There’s a pop and chuck to the song. Off-tune chords a little bit. It’s sad and slow. Or it feels that way; but she keeps going and it catches in my throat and my fingers and my hips. I stand and it begins: a hula. I don’t understand what’s happening. My body does not feel like my own, it feels as if I’m just a passenger in the shell. The song Mom plays isn’t made for hula, it’s too slow and choppy. I lose the beat and move away across it and come back and lose it again. But something keeps moving me. Stop, I want to tell Mom, but something won’t let me speak. My hands drift and ripple and harden.

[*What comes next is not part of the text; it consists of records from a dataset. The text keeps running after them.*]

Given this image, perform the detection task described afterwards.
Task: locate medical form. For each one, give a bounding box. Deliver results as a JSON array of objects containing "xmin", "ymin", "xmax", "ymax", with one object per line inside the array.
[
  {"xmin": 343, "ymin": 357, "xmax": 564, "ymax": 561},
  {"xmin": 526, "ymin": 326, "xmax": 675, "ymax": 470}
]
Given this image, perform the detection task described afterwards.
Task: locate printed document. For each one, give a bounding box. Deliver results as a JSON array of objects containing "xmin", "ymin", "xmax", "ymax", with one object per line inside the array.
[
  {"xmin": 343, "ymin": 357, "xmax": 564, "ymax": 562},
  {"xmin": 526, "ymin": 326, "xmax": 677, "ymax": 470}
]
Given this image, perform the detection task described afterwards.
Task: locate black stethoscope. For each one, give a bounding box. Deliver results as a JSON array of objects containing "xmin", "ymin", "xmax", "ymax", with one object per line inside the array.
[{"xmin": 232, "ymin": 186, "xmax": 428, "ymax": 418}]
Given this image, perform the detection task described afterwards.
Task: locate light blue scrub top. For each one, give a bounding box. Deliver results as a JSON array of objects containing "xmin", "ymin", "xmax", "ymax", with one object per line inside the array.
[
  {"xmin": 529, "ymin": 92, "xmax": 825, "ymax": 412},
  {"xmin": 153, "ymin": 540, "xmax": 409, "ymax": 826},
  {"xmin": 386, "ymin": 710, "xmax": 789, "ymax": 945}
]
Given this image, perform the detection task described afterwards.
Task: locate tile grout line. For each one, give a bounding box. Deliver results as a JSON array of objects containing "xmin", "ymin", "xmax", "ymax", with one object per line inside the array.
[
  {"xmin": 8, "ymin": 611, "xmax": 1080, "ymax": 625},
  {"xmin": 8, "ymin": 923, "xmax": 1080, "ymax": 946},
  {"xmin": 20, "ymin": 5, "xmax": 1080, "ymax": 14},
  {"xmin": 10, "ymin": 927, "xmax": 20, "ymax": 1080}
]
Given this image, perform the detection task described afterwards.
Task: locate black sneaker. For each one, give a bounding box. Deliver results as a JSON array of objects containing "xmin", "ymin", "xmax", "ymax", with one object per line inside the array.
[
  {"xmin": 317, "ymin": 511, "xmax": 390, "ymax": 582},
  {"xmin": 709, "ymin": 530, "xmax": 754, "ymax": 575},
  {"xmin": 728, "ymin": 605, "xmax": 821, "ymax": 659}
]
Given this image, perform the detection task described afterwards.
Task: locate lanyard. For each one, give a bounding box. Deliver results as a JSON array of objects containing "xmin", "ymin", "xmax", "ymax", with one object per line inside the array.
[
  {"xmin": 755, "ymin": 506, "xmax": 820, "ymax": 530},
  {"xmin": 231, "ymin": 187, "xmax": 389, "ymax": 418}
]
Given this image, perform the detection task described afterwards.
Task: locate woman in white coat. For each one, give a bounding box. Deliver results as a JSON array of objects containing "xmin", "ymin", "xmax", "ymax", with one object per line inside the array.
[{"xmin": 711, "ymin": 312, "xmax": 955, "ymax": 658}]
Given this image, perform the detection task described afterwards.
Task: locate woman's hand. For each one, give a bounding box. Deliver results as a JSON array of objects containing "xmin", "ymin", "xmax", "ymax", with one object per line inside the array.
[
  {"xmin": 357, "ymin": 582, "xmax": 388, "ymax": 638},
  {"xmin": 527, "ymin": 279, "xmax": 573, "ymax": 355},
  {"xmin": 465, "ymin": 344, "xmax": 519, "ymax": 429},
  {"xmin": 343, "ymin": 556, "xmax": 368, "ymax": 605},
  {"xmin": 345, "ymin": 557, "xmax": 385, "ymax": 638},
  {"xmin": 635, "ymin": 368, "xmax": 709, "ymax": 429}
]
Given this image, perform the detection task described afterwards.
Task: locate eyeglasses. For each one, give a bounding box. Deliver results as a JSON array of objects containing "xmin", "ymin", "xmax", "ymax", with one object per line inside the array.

My hips roll with my bent knees. The chords chuck. Mom’s fingers are picking up speed, adding second and third notes along with the chords so something thick and intricate is rising from the strings.
I don’t understand, I want to say again, but I still can’t speak, right? Something keeps sucking the sound from my throat.
Mom moves the song to another. She starts slapping a beat on the body of the ‘ukulele. Slapping and rolling her knuckles on the body like it’s an ipu. Then she goes back and jams out a few chords. So hard I worry the strings will snap. Then while they’re still ringing in the air she’s slapping the ‘ukulele body again, tapping and slapping and rolling.
The song has become kahiko. The ancient hula form.
And the song asks: What are we doing here. In this land.
In my mind I see: Water finding its way from the top of rain-pounded gulches in the mountains to the leaves of green kalo in the valley. To the thirsty earth. I see fish and flower beds and symbiosis. My hands in that same soil, tilting the balance ever so slightly, and the green roaring back.
The song asks again: what are we doing here. Take the balance we’re building at the farm, I say. Say it with my hands and hips in the hula. The song is asking and I answer. Make my palms flat and press them down through the air as I rock my hips and step slowly, and turn back. I’m not working hard but I’m dizzy, motion-sick. Something is in me. Mom goes harder on the ‘ukulele. She’s slapping and knuckling the body. She’s hitting chords and notes all over the strings, right? It’s the farm, I answer, it’s the land, what we can be and what the islands can become. In the hula I pluck from the air like I’m plucking kalo. I sweep down and across my body like rain through the dirt and rivers. The old ways again, land feeding, land eating. That old hum. I pivot on my heels. Mom goes on, the song is swelling with a rainstorm of notes and a beat that’s turning before our eyes. I’ve never seen her play like that, so fast and precise; it’s not sad anymore. I see my hands as I sweep with them. My hands. Stained again to the quick, this time with soil instead of the climbing chalk they’d been dirtied with in San Diego. I roll my hips and shoot my feet out and back to the beat. I drop to my knees and turn my arms each way before setting them down. I bow. Mom strikes the last notes, faster than the notes she started with.
There’s a rip tide of silence. I slam my ass back into the chair. Like, almost break it, almost fall over. The sensations of where I am start to creep back into recognition. The coqui frogs go.
“Mom?” I ask. “What just happened?”
Her eyes are larger and whiter than before. “I don’t know,” she says. “I’ve never played that before in my life.” She cradles the ‘ukulele back down to her lap. Opens her hands and wiggles her fingers. As if to be sure they’re still there.
I ask her did she see it, too. Did she feel it.
“Yes,” she says.
I think of all the other hula that had been in me. From that first night, the cafeteria, to college and Van, to this. Alive alive alive, goes my heart.
“Kaui,” Mom says slowly, “what is happening on that farm?”